Categorical exclusions are categories of actions that do not have a significant effect on the environment and therefore do not require a further detailed environmental review. These categories are established by each federal agency and may include, for example, the construction of small structures or improvements that result in only minor changes to the environment (Fish and Wildlife Service) or the placement of a pipeline in certain right-of-way corridors (Bureau of Land Management). The purpose of categorical exclusions is to streamline the NEPA environmental review process by reducing paperwork and delay. If the agency determines that a categorical exclusion applies to a project, it does not need to prepare an EIS or an EA/FONSI to evaluate that project’s environmental effects.
The CEQ’s recent guidance provides direction on how an agency should document the application of a categorical exclusion for the agency’s administrative record. That documentation should cite the categorical exclusion being used and show that the agency determined that: (1) the proposed action fits within the category of actions described in the categorical exclusion; and (2) there are no extraordinary circumstances that would preclude the proposed action from being categorically excluded. The guidance further explains: “The extent of the documentation should be tailored to the type of action involved, the potential for extraordinary circumstances and environmental effects, and any applicable requirements of other laws, regulations, and policies.”
Although not discussed at length, the guidance provides some direction on when an agency should seek public engagement and disclosure when using categorical exclusions. Most agencies do not routinely notify the public when they use a categorical exclusion. The guidance explains that there are some circumstances where the agency should involve the public, such as when determining whether a proposal involves extraordinary circumstances or potentially significant impacts. Ultimately, though, the guidance leaves it up to the agency to decide those circumstances when the public should be engaged.

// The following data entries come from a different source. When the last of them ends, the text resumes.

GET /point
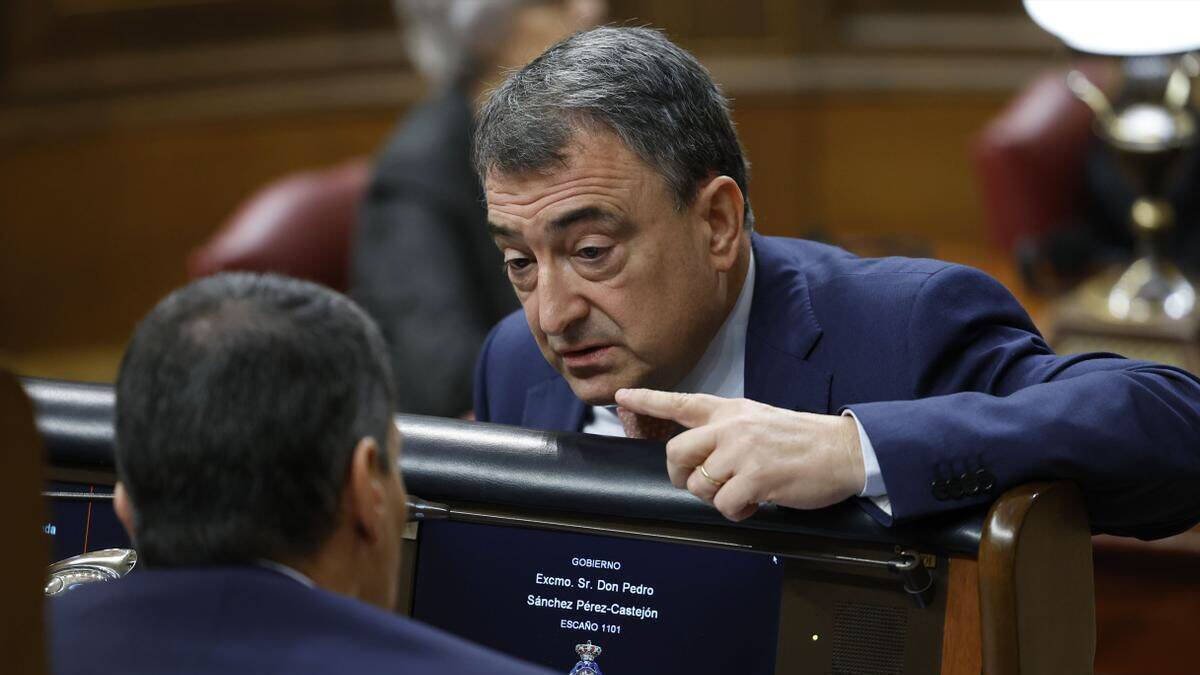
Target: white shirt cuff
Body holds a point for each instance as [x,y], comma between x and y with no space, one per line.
[873,487]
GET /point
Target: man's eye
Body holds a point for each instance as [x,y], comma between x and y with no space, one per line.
[517,264]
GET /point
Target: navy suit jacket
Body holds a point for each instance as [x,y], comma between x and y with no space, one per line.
[245,620]
[948,376]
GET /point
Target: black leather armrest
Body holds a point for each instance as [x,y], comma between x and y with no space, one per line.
[468,461]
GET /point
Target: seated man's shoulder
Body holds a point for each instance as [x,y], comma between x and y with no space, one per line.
[839,274]
[509,365]
[513,354]
[246,622]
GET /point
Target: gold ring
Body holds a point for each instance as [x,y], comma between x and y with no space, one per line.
[709,478]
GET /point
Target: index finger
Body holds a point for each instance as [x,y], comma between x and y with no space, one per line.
[690,410]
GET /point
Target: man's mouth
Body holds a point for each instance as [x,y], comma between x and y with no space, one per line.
[585,357]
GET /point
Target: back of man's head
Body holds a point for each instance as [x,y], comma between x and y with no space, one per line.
[633,82]
[239,404]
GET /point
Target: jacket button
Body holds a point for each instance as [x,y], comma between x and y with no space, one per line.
[987,481]
[941,490]
[970,484]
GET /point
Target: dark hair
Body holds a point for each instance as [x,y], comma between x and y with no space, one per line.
[239,402]
[655,96]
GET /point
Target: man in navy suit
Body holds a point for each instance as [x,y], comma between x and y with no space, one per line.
[258,475]
[803,375]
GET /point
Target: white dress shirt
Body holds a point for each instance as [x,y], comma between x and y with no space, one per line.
[721,372]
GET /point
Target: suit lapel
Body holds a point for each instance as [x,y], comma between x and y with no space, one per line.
[552,406]
[781,334]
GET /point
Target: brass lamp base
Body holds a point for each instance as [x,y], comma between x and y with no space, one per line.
[1085,321]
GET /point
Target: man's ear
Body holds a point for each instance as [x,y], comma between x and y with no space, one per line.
[124,508]
[365,495]
[721,204]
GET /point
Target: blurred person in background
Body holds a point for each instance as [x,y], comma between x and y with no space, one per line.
[423,263]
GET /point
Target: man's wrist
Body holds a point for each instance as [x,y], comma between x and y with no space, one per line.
[855,464]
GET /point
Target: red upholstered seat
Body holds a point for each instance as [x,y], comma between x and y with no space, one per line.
[1030,160]
[300,225]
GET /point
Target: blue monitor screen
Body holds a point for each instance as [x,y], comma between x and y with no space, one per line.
[651,607]
[81,525]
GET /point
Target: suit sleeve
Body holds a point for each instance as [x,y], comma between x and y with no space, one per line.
[994,407]
[413,278]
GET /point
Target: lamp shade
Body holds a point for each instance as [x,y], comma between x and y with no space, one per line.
[1121,28]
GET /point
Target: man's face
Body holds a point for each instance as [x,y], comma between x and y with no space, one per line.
[617,282]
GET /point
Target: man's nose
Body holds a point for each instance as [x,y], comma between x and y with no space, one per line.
[559,304]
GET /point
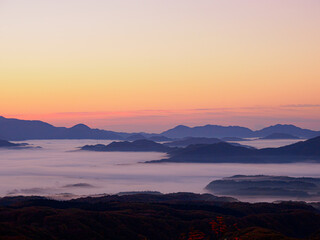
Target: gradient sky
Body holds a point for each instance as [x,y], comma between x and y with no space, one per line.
[136,65]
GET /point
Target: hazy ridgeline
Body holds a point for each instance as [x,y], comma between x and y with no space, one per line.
[59,168]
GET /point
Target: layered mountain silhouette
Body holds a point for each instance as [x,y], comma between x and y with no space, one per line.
[236,131]
[15,129]
[182,131]
[192,140]
[279,136]
[126,146]
[272,186]
[225,152]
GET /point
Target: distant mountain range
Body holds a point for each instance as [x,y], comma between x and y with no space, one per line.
[15,129]
[236,131]
[272,186]
[142,145]
[279,136]
[224,152]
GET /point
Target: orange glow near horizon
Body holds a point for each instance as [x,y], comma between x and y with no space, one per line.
[110,60]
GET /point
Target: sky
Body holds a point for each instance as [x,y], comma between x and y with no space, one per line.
[148,65]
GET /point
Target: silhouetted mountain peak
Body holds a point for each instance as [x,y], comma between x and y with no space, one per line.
[80,127]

The use of categorical exclusions is an important aspect of the NEPA process. Categorical exclusions can significantly reduce costs and delays typically associated with more robust NEPA documents, such as the EIS or the EA/FONSI. The CEQ’s guidance acknowledges the value of streamlining this review process. But it also recognizes a federal agency’s need to ensure a complete and well-supported administrative record. This is important because it bears on the defensibility of the agency’s decision to use a categorical exclusion for its approval of an action or project.